The other path would be A-B-C. In which case 1/C = 1/2+1/2 = 1 so C = 1 microfarad. I thought about this. It gives the same answer as the first direction, but only by chance. In a more generalized case, 1/C1 would not necessarily equal 1/C2+1/C3. So the two paths would give different values, which is where I am confused.

 

[gneill]

The other path would be A-B-C. In which case 1/C = 1/2+1/2 = 1 so C = 1 microfarad. I thought about this. It gives the same answer as the first direction, but only by chance. In a more generalized case, 1/C1 would not necessarily equal 1/C2+1/C3. So the two paths would give different values, which is where I am confused.

Yes, you've found the other path. You don't choose just one path. You must combine the effects of all paths.

You've found the equivalent capacitance of the second path to be 1 μF . What's the relationship of that capacitance to the first path?

 

[connor8771]

Oh, the first path is in parallel with the second. Guess I didn't see it that way. So if the capacitance of the first path = C1. And the capacitance of the second path is 1/C=1/C2+1/C3 = (C3+C2)/(C2*C3) so C = C2*C3/(C2+C3). Then you would add the capacitances for the two since they are in parallel so C = C1 + C2*C3/(C2+C3)? So in this case it would be 1+2*2/(2+2) = 2 microfarads?

 

[gneill]

Yup!

Try not to get confused by diagonal lines in circuits. You can always redraw a circuit in a more "conventional" rectangular form:

 

[connor8771]

Thank you, I couldn't figure that out for the life of me.

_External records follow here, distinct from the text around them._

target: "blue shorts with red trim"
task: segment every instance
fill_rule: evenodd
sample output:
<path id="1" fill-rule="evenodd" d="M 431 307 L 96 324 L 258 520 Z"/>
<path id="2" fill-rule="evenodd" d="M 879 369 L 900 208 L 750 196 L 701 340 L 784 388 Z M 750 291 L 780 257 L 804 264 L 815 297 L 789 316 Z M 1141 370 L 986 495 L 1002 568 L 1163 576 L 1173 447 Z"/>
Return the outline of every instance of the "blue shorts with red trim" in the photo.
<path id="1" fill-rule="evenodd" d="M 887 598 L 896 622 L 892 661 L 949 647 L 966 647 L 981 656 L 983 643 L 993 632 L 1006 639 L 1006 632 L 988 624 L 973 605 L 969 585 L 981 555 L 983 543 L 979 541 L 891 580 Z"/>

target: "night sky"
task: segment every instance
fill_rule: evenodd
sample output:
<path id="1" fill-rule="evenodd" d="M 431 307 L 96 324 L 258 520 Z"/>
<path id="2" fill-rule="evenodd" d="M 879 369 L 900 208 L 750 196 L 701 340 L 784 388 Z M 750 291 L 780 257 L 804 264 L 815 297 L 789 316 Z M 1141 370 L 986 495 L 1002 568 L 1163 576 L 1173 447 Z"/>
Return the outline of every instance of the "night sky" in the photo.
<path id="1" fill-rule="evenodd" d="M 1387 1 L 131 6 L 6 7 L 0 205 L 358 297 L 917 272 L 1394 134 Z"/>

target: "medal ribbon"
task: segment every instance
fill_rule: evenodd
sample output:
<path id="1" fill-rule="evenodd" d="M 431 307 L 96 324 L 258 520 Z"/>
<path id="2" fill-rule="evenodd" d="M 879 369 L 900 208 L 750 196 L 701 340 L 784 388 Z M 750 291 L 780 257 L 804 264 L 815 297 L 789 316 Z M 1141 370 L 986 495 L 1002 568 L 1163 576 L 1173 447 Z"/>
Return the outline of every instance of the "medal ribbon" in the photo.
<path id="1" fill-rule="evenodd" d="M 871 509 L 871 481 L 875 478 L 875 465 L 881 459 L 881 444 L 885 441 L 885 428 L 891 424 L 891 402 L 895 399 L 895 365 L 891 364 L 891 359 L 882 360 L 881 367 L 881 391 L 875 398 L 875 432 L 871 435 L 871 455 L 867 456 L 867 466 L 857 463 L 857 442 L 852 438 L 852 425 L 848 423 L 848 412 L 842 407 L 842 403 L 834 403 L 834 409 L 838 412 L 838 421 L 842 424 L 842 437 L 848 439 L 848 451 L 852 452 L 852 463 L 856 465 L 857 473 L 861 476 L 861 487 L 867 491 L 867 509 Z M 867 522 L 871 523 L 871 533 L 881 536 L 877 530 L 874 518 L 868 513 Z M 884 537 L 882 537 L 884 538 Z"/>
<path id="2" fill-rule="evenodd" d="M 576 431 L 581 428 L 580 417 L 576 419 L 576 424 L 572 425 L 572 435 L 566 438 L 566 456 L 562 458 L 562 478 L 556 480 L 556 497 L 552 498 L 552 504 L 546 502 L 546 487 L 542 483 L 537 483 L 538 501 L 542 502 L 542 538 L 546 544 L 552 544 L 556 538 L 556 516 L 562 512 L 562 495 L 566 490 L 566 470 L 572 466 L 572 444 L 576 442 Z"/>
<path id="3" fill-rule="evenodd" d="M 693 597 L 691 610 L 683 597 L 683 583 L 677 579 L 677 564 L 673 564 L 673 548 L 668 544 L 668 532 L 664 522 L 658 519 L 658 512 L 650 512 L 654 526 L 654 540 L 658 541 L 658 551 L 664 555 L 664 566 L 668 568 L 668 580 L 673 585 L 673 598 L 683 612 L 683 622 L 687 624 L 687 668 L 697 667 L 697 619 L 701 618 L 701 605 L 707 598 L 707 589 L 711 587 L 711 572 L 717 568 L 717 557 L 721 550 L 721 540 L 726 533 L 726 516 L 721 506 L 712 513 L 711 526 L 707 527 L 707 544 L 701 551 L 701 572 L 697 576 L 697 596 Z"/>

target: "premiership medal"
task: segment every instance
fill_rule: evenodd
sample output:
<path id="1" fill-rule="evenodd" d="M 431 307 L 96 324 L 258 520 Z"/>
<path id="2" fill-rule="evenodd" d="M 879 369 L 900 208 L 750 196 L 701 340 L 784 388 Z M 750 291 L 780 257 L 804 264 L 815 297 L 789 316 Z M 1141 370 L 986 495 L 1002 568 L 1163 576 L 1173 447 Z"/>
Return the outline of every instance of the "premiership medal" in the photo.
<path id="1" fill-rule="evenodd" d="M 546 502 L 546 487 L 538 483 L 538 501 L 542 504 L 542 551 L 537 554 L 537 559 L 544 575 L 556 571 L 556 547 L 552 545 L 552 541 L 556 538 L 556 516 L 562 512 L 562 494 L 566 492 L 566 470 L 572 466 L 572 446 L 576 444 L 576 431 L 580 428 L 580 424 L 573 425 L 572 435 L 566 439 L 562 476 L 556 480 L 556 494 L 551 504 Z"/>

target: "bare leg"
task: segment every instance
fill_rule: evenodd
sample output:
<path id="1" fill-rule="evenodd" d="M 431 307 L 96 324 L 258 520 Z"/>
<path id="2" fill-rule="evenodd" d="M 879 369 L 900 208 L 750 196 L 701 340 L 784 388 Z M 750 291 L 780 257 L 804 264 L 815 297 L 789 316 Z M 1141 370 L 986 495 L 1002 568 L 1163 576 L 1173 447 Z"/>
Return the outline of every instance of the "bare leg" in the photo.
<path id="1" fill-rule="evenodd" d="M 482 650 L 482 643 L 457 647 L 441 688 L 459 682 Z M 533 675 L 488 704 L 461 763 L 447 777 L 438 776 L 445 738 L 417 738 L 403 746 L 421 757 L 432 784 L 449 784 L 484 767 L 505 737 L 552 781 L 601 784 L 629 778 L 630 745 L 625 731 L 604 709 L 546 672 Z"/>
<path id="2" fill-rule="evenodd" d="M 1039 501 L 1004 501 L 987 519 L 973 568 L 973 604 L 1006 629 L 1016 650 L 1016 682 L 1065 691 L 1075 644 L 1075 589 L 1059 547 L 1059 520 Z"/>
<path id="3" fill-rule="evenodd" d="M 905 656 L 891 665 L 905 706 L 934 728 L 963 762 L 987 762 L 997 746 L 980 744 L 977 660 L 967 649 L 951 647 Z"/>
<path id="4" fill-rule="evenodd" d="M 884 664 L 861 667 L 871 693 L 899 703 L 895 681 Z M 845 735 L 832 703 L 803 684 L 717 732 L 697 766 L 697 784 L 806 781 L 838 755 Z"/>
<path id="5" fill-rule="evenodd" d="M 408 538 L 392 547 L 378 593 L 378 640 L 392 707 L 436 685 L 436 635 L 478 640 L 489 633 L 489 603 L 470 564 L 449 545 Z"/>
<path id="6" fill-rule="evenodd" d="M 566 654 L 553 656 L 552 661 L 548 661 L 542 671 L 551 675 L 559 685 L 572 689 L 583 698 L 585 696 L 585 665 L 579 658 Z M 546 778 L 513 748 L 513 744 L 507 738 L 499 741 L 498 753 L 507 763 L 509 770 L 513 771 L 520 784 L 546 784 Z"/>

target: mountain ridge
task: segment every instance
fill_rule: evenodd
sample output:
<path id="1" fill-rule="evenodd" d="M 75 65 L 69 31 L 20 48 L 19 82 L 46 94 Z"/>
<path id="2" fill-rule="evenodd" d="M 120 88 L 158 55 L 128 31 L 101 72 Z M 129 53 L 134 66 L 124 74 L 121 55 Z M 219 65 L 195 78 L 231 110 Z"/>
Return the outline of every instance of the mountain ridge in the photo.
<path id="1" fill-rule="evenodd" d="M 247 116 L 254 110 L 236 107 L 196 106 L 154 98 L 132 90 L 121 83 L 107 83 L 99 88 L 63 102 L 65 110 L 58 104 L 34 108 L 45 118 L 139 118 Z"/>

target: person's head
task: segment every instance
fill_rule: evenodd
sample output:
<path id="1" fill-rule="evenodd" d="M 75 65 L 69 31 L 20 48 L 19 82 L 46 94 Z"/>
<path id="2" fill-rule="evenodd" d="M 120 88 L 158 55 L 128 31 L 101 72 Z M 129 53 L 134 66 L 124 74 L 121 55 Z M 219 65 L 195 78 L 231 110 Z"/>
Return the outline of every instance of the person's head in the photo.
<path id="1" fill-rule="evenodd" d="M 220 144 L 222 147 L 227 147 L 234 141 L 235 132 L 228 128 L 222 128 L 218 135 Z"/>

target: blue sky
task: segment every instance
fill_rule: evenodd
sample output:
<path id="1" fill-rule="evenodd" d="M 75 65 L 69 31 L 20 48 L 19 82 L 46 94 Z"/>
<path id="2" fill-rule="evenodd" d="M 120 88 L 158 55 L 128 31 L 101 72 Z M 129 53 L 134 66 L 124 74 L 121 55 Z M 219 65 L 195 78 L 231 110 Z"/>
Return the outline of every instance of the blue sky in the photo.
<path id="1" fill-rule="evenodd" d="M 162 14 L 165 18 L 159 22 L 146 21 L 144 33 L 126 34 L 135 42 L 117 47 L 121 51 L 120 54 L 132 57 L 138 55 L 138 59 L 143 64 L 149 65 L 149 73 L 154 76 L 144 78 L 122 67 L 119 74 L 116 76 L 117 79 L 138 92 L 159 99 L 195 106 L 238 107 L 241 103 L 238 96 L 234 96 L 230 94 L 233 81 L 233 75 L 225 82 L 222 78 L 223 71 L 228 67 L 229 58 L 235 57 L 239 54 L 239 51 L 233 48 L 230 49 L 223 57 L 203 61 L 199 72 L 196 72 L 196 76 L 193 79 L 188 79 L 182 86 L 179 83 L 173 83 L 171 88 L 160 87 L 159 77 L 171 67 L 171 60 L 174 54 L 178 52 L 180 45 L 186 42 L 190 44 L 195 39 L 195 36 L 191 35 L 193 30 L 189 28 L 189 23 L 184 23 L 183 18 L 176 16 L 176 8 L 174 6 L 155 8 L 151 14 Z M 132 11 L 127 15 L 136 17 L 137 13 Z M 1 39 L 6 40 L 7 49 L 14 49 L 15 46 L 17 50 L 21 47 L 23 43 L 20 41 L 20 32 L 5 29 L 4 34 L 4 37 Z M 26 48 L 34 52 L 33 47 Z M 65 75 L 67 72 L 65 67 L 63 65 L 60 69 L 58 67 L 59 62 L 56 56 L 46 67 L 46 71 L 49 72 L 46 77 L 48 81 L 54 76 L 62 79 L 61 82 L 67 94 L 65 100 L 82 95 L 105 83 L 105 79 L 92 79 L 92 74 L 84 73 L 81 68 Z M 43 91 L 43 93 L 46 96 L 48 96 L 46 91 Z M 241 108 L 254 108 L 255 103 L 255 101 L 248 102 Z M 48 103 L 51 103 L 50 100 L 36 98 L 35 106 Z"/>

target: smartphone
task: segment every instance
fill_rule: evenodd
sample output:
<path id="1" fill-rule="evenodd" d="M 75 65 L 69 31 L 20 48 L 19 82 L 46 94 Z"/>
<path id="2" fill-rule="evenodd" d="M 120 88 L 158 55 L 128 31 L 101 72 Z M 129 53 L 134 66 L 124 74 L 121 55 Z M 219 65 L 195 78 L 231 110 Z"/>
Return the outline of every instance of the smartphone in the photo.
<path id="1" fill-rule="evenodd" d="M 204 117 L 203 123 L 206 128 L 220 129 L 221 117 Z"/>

You're correct, dealing with circuits drawn in odd configurations often throws me off.

 

[epenguin]

Yes, that is one of the frequent difficulties of students initially, not recognising the equivalence of circuits according to how they are drawn.

Let me say that another unnecessary difficulty is caused by thinking always formulaically rather than physically.Physically it should be rather obvious that the total charge of several different branches in parallel is the sum of the charges in each.In brief, charges add up. They are down to the number of electrons on the negative side after all.

For capacitors in series bear in mind that on the internal part connected to B,
|---b--| in the diagram, there is no net charge on this part. Unlike the plates connected to A and C, there is nothing connected to supply or take away electrons. What happens is that the negative pole C, say, does supply electrons to the plate connected. Which then repel the same number of electrons from the facing internal plate onto the connected plate or, we say, induce the same number of positive charges on the facing plate. The same way the electrons on the second plate induce an equal positive charge on the plate connected to A. In other words what we loosely call the 'charge on the capacitor' is equal for the two capacitors in series, and indeed for each of any number of capacitors connected in series. Now as Q = CV, V = Q/C, and as voltages along a line add up, Q being the same for all in series it is the reciprocal capacitances that add up.

Probably better explained in any textbook, but the emphasis is so much on solving a series of problems that these basics are skipped.

Finally, students frequently miss the opportunity of using symmetry to simplify getting solutions. In your example the capacitances in branches AB and BC are equal, so voltages across each must be equal. So if e.g. V_AC = 1V, V_AB and V_BC must each be ½V, and thus the charge on each is 1μC. They don't add up! - because viewed from the outside you just have 1μC positive charge on the plate connected to A and 1μC negative charge on the plate connected to C. Could be a covenant capacitance of this series part so the equivalent capacitance of this series part is 1μC. Easier seen than explained I hope.